Top-down vs. accelerated step-up for new CD

Top-down vs. accelerated step-up for new CD

September 16, 2024

Issue 18

Clinical Question

Should biologics be used early in all new Crohn’s disease (CD) patients?

Editor’s Bottom Line

Although its biomarker results were disappointing, this study adds important evidence that early and effective treatment of Crohn’s disease can improve outcomes and limit progression.

Reference

Noor NM, Lee JC, Bond S, et al. A biomarker-stratified comparison of top-down versus accelerated step-up treatment strategies for patients with newly diagnosed Crohn’s disease (PROFILE): a multicentre, open-label randomised controlled trial. Lancet Gastroenterol Hepatol. 2024;9(5):415–27. https://www.thelancet.com

Synopsis

Between 2017 and 2022, researchers at multiple centers in the United Kingdom enrolled 386 adults with newly diagnosed active CD, defined as a Harvey-Bradshaw Index ≥7 along with either elevated C-reactive protein or fecal calprotectin, or both, and endoscopically-proven inflammation.

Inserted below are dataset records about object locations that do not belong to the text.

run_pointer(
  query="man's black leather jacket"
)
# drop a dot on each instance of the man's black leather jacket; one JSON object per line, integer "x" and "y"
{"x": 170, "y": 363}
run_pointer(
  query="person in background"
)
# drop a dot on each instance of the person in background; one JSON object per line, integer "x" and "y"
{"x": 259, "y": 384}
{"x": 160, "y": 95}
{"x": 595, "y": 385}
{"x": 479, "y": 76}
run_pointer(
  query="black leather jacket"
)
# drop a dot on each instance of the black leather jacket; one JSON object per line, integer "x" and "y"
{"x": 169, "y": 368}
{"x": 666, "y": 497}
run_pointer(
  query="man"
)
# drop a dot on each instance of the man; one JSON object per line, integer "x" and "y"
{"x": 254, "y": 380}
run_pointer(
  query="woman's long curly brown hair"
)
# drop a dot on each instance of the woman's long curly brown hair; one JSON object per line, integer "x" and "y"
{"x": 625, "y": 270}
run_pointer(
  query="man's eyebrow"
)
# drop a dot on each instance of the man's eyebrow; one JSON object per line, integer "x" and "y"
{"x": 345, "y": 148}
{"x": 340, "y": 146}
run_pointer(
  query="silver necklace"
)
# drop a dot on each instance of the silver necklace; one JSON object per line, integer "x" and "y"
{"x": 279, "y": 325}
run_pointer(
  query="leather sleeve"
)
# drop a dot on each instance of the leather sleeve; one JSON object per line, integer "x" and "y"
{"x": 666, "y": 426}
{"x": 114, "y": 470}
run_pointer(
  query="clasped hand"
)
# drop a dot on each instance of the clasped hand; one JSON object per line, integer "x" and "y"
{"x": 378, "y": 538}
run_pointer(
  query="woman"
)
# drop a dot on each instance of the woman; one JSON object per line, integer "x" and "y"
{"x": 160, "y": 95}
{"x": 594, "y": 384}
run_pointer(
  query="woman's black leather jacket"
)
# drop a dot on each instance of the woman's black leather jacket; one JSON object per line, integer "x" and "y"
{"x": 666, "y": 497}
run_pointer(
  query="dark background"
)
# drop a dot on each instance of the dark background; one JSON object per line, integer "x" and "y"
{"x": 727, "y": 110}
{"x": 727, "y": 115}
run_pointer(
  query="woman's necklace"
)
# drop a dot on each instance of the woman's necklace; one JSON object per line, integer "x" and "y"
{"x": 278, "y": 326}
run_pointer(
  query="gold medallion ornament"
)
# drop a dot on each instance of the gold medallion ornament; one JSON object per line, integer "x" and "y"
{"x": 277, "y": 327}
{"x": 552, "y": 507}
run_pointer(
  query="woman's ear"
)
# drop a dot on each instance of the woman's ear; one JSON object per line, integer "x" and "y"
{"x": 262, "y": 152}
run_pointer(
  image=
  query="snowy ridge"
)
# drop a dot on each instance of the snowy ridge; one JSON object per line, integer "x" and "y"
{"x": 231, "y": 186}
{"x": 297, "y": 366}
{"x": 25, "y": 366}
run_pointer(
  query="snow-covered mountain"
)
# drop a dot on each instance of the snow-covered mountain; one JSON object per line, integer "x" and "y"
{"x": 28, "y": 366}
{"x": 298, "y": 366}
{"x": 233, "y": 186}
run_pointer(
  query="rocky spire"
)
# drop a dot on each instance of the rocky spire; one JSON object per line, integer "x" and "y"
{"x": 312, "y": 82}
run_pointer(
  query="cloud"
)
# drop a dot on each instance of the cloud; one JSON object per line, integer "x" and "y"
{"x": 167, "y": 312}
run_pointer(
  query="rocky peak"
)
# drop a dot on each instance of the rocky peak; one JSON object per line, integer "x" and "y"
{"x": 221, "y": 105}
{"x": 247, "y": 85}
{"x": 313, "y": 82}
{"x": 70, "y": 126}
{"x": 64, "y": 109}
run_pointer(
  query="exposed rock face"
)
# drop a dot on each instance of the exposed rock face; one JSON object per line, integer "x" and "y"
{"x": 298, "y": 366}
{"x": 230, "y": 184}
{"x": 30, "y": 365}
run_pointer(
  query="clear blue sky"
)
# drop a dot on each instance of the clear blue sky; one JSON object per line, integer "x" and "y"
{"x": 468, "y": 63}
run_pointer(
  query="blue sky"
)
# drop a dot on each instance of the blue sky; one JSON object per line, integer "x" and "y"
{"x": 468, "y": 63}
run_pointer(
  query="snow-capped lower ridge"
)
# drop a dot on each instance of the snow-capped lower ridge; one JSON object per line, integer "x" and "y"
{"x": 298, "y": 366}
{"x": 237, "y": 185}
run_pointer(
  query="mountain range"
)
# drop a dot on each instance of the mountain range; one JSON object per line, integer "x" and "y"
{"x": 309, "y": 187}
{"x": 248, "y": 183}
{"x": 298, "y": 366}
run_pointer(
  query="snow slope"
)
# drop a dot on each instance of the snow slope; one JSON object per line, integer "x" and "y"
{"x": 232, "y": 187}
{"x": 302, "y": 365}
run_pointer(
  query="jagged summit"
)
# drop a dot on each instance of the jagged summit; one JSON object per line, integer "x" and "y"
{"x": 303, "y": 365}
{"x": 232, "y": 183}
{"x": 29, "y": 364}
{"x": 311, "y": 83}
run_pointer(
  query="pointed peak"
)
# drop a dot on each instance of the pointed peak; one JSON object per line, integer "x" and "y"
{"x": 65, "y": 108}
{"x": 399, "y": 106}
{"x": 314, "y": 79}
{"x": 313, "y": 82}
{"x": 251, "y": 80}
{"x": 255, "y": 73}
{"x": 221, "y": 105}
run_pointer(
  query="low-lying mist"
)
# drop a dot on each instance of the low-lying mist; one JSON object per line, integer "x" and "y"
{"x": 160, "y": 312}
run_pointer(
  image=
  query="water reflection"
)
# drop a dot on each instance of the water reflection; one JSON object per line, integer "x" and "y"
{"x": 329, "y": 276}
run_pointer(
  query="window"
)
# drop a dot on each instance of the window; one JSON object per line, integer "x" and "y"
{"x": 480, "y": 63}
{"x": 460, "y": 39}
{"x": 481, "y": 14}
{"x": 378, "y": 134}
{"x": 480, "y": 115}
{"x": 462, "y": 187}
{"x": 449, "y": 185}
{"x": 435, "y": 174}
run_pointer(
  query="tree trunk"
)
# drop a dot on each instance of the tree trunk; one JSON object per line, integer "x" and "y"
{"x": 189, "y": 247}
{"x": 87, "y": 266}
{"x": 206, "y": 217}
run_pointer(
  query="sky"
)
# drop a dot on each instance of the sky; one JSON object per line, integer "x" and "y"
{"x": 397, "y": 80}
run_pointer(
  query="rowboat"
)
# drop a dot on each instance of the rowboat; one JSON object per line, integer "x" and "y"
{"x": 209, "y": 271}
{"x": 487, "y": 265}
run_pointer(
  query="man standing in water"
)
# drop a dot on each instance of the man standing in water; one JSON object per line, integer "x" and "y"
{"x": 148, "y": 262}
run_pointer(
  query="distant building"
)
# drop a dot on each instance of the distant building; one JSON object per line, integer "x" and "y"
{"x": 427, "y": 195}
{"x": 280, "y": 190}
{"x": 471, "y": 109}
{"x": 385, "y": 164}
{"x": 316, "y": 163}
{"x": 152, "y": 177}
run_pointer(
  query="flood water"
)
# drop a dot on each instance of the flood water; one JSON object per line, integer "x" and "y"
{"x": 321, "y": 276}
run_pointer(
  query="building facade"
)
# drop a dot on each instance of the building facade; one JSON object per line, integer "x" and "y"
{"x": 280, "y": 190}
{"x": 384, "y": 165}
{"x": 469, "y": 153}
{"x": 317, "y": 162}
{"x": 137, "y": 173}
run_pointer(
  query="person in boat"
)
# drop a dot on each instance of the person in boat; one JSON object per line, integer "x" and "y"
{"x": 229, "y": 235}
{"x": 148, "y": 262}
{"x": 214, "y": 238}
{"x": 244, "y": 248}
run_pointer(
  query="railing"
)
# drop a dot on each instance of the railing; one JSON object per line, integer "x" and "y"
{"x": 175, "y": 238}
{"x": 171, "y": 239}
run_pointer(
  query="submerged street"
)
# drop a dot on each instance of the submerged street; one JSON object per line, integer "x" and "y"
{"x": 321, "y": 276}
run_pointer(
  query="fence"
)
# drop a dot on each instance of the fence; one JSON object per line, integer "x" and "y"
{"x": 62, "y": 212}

As part of the open-label trial, participants were randomly assigned in a 1:1 ratio to receive either “top-down” therapy (infliximab with an immunomodulator) or “accelerated step-up” treatment (corticosteroids, weaned and followed by treatment escalations in case of relapses).

Participants were also tested for a blood-based T-cell-derived biomarker signature using the PredictSURE-IBD assay. This tool has previously been shown to predict likelihood of treatment escalation.

Patients were a mean 33.6 years of age at the time of enrolment and 46% were female. The median time from diagnosis to trial enrolment was 12 days. Disease in most patients was not limited to the colon, and 92% had moderate-to-severe endoscopic inflammation. Patient characteristics were similar in the two groups.

Data showed that 79% of those in the top-down group achieved steroid-free and surgery-free remission at 48 weeks after treatment outset, compared to 15% in the accelerated step-up group (p<0.0001). The biomarker assay failed to predict treatment outcomes in either group.

Secondary outcomes such as quality of life, number of relapses, steroid courses and hospitalizations were all significantly better when infliximab was used early, and only one patient in the top-down group required abdominal surgery during the 48-week period, compared to 10 patients in the step-up group.

Early use of infliximab and an immunomodulator proved safer, with 168 adverse events (most commonly disease relapses) and 15 serious adverse events in the top-down group, compared to 315 adverse events and 42 serious adverse events in the accelerated step-up group. There were no differences in rates of infection between groups.

The time from treatment outset to disease flare was longer in the top-down group. There were no differences in time-to-flare based on biomarker levels.

Details

Study Design: Prospective, open-label, controlled
Funding: Wellcome and PredictImmune Ltd.